Intro : En 1870, Rimbaud à 16 ans et il fugue plusieurs fois. Cette même année il compose 22 poèmes réunie dans les cahiers de Douai. Paul Verlaine le surnomme « l’homme aux semelles de vents » en raison de son amour pour le voyage. Ma bohème est un sonnet qui célèbre l’errance, la liberté, la nature mais aussi la poésie. En quoi cette bohème est elle présentée comme un art de vivre et comme une quête poétique personnelle. Le texte sera étudié en 2 mouvements : le vagabondage du poète et l’éloge de la nature (lieu de liberté).
Définition
Contexte du poème "Ma Bohème"
Analyse Linéaire
Le bonheur de l'errance est évident dans le vers 1 avec le verbe "allais" conjuguer à la 1ère personne V1 et V3 l'aspect personnelle du texte est marqué par la répétition du "je". Ce pronom ouvre le pohéme est apparait au V3,4,6,9,10 et V13. Cela témoigne du caractère autobiographique du pohéme.
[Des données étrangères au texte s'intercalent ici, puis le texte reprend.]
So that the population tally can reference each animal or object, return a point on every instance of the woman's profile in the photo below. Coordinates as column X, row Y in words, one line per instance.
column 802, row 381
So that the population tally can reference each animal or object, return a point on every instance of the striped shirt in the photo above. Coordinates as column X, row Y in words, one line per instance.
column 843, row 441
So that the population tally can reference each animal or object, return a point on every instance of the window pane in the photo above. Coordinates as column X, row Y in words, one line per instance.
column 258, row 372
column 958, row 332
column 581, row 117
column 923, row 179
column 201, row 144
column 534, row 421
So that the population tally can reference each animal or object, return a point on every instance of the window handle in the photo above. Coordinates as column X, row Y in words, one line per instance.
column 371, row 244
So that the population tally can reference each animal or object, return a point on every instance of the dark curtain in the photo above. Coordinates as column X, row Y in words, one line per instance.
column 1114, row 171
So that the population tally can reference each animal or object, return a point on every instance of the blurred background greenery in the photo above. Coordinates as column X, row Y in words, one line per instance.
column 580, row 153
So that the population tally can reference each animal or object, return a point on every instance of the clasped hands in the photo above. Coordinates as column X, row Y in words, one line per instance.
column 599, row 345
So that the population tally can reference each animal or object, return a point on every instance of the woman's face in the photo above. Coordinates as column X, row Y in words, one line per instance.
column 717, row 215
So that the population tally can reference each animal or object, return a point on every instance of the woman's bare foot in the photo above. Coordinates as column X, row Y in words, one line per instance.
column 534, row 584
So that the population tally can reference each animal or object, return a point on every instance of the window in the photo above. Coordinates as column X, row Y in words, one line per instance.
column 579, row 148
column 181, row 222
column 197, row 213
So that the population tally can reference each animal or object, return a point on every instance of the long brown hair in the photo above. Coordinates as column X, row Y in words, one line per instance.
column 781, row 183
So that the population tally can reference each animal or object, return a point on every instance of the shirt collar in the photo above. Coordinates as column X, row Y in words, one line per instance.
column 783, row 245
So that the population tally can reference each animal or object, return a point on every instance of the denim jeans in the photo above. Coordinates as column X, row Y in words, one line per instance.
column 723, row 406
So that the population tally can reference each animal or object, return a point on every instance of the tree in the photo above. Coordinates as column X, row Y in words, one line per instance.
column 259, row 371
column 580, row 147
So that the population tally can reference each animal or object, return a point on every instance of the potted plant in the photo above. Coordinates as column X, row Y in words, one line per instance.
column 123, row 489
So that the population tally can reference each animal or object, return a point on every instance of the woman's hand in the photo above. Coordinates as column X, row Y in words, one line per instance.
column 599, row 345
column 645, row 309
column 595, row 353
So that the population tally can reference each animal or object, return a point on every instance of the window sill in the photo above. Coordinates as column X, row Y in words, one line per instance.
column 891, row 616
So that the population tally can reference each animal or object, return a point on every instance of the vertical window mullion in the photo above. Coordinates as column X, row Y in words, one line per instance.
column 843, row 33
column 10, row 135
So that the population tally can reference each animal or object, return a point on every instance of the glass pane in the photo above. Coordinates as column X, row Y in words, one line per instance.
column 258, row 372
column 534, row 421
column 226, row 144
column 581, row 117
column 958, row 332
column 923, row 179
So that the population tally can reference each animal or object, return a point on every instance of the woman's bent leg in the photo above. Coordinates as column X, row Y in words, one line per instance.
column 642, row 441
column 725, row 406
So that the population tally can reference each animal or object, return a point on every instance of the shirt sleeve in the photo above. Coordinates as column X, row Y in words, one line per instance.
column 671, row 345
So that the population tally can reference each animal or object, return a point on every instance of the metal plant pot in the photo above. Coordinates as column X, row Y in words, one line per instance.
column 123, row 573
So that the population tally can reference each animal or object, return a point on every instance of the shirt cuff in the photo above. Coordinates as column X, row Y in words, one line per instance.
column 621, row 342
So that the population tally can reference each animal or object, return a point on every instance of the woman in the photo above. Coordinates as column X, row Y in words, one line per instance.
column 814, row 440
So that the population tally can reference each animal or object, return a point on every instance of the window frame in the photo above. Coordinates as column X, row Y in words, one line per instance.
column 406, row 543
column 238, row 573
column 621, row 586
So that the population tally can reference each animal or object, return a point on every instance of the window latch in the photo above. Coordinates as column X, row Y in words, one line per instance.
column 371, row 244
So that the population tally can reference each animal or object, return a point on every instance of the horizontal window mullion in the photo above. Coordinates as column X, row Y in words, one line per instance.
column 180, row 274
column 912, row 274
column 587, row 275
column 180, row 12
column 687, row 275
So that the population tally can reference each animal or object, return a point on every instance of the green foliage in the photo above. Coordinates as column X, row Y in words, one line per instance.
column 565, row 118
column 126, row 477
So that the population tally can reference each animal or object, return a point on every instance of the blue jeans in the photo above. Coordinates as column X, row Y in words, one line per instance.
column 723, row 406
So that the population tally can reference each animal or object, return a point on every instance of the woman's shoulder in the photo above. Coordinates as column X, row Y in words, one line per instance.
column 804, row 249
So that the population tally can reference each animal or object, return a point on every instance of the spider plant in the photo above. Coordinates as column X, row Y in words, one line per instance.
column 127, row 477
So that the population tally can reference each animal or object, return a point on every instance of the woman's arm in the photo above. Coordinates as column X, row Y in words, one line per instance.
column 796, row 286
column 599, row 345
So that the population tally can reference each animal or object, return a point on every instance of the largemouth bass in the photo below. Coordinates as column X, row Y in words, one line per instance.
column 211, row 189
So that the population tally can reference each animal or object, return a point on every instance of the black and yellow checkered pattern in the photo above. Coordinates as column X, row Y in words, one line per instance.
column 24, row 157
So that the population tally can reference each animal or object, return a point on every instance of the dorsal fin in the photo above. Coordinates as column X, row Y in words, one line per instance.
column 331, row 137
La pauvreté est évoquée avec le terme « crevés » la connotation n’est pas négative. D’ailleurs, « le paletot » V.2 devient idéale : les choses matérielles semblent avoir peu d’importance face au mode des idées et de la poésie. À la différence du « cabaret-vert », poème précédent qui relate une fugue de Rimbaud, notre poème propose un itinéraire très vague. Au V.3, le complément « sous le ciel » ne précise pas un lieu et renvoie surtout au plaisir d’être libre. Au vers 3, la deuxième partie du vers (hémistiche) comporte une apostrophe à la muse. Cela établit une forme d’intimité avec ce personnage mythologique d’ailleurs, le poète se présente comme son « féal » = serviteur. Cette familiarité avec la muse autorise la liberté de ton du vers suivant. V.4 le « oh! Là ! Là ! » est une tournure orale qui surprend le lecteur mais engage le poème dans le parcours associé au recueil : émancipation créatrice. Cette expression orale ouvre le désir de trouver l’amour, des amours »rêvées ». On peut remarquer que « crevés » du V.1 rime avec « rêvées » signalent que l’errance ou la vie de bohémien ouvre les champs des possibles. Au V.5, l’expression « large trou » est l’adjectif « unique » insiste sur la pauvreté du jeune homme désigné comme un « petit-poucet » au V.6. Ce nom renvoie au conte de Perrault. Le V.6 propose une composition originale avec un tiret : cette ponctuation est habituellement destinée aux récits. Il s’avère que le poème devient ici un personnage de conte merveilleux mais il sème des rimes pour retrouver sa route. Le verbe « égrenais » témoigne aussi de son désir de semer de la poésie partout. V.7, le substantif « rimes » est rejeté au début du vers. Ce rejet témoigne de l’importance du terme.